Prof. Dr. Anton Escher
Geographisches Institut der Universität Mainz
„Damaskus ist das Paradies des Orients, der Ort, wo graziöse und leuchtende Schönheit sich entfaltet“, schreibt der Mekkapilger Ibn Gubair im Jahr 1184. Auch der Kartograph A. Ortelius, der den ersten modernen Atlas herausgibt, verzeichnet im Jahr 1598 das Paradies als Stadt in Syrien. Die Stadt Damaskus zählt zu den frühesten durchgehend von Menschen bewohnten Orten der Alten Welt. Mit seinen sieben Armen liefert der Fluss Barrada das Wasser, damit in der trocken-heissen Wüstensteppe am Fuss des Berges Qassioun eine paradiesische Oase erblühen kann. Die Funktion als Knotenpunkt des Fernhandels und als Ausgangsort der jährlichen Pilgerkarawane nach Mekka tragen zum Reichtum der Stadt bei. Heute ist vom Glanz vergangener Tage im Zentrum der Arabischen Republik Syrien nur noch wenig zu spüren.
In Syrien etabliert sich ein seit den 1960er Jahren sehr stabiles zentralistisches und autokratisches Staatssystem mit dem Mittelpunkt Damaskus. Damaskus steigt zur administrativen Hauptstadt und zum ökonomischen Anziehungspunkt des jungen Landes auf. Die Folge dieser Ereignisse ist ein dramatischer Anstieg der Wachstumsraten der Stadtbevölkerung von Damaskus. Die Millionengrenze wird im Jahr 1976 überschritten und inzwischen gehen inoffizielle Schätzungen der zuständigen Behörden von nahezu vier Millionen Einwohnern im Ballungsraum Damaskus aus. Die Bewässerungsoase, noch im Jahr 1977 durch ein Bebauungsverbot auf Bewässerungsland geschützt, wird aufgegeben und der städtischen Bebauung geopfert. Industrieansiedlungen, Satelliten- und Gartensiedlungen sowie die ungesetzlichen Siedlungserweiterungen tragen dazu bei, dass sich Damaskus im 21. Jahrhundert als dynamischer ungezähmter metropolitaner Ballungsraum zeigt.

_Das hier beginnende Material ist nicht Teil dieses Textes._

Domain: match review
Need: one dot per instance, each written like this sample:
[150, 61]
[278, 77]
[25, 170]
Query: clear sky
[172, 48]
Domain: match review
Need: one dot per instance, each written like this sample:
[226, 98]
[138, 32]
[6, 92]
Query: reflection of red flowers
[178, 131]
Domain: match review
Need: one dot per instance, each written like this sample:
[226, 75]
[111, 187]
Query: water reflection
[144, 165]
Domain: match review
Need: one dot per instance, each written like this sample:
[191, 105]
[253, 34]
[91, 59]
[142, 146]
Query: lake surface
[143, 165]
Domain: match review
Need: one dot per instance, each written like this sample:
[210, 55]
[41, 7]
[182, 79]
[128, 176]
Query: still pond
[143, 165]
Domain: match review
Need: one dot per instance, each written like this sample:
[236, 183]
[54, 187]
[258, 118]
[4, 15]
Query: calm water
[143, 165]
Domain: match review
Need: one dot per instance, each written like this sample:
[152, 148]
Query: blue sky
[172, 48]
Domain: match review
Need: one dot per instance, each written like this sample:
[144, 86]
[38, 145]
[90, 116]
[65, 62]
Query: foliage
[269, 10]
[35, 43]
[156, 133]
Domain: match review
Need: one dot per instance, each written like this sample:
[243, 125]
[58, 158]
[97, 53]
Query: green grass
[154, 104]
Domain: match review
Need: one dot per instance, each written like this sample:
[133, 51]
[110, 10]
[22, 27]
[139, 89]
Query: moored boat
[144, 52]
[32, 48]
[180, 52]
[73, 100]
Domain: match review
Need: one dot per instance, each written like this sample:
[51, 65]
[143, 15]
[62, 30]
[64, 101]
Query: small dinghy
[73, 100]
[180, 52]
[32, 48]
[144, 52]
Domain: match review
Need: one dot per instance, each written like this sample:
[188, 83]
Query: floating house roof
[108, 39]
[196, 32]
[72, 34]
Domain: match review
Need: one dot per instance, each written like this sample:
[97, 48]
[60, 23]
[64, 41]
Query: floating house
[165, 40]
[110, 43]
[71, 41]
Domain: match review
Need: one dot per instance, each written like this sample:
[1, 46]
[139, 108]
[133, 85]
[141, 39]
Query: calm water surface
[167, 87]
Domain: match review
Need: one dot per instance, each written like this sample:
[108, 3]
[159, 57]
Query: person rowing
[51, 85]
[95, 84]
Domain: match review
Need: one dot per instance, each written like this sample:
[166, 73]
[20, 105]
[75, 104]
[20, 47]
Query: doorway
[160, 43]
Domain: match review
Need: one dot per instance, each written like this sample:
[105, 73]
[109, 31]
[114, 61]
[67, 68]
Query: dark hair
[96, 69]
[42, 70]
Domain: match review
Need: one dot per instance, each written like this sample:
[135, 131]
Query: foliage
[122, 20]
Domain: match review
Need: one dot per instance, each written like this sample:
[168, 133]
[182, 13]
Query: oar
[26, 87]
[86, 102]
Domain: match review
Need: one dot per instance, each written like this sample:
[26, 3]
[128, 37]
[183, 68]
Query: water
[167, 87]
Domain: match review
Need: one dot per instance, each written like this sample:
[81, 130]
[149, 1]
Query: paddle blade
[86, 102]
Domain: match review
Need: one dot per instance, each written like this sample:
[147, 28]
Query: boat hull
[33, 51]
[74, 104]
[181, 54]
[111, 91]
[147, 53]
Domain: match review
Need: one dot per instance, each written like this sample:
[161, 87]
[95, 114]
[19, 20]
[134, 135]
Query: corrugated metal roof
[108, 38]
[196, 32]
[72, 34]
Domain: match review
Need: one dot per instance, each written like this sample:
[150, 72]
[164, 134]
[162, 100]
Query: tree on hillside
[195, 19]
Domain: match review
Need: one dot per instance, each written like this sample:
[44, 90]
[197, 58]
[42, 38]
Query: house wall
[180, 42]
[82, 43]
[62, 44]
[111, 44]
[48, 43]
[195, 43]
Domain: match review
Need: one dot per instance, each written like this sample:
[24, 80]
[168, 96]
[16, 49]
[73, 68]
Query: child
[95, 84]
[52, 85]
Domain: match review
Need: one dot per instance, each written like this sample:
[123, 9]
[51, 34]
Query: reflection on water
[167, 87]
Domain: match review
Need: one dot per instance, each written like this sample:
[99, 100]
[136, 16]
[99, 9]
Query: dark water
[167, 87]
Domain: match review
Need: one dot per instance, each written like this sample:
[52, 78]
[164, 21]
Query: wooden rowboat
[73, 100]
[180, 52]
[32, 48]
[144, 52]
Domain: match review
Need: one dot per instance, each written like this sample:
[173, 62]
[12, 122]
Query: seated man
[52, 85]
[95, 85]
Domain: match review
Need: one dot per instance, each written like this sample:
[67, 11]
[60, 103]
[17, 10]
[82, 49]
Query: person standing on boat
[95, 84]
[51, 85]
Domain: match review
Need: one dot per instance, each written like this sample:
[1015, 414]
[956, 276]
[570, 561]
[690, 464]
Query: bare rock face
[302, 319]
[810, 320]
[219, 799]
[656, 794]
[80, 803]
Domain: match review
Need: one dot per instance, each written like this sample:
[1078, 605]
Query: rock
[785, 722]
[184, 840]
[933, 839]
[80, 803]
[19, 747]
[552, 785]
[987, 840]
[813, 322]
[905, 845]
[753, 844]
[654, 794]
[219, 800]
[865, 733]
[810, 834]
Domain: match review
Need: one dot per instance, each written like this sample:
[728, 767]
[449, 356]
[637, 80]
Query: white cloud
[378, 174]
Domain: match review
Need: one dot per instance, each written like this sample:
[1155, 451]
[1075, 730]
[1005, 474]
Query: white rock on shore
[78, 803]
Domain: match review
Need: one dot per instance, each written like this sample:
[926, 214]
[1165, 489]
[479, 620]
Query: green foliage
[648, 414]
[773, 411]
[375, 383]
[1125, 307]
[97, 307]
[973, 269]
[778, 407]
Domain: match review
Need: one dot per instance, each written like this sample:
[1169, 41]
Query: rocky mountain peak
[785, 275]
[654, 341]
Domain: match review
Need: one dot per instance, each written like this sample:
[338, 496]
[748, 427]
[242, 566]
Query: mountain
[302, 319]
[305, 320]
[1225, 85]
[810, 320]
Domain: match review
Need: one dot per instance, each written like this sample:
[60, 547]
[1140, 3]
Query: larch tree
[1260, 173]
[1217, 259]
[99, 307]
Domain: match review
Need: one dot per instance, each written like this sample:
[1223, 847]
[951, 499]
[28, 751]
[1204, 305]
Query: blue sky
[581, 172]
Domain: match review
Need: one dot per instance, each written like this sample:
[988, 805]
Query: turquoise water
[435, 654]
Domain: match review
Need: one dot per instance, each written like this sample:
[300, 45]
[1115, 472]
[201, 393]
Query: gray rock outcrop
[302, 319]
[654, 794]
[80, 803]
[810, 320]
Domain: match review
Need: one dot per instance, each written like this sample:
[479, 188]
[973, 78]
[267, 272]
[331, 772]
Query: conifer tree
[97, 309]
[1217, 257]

Trotz der stürmischen Entwicklung versucht man das historische Erbe der Stadt zu bewahren. Im Jahr 1979 wird die Altstadt von Damaskus in die Liste des Welterbes der UNESCO aufgenommen. Dennoch erzeugen digitale Globalisierung, politische Isolation, internationaler Tourismus, christliche und muslimische Pilgerscharen sowie permanente Migration deutliche gesellschaftliche Brüche und beachtliche städtebauliche Effekte in der alten Stadt.
Der Vortrag versucht die dynamischen Veränderungen des Ballungsraumes Damaskus und die grundlegenden Transformationen der Altstadt von Damaskus zu beschreiben und die empirischen Phänomene als Ausdruck der gesellschaftlichen Transformation des syrischen Staates zu Beginn des 21. Jahrhunderts zu deuten.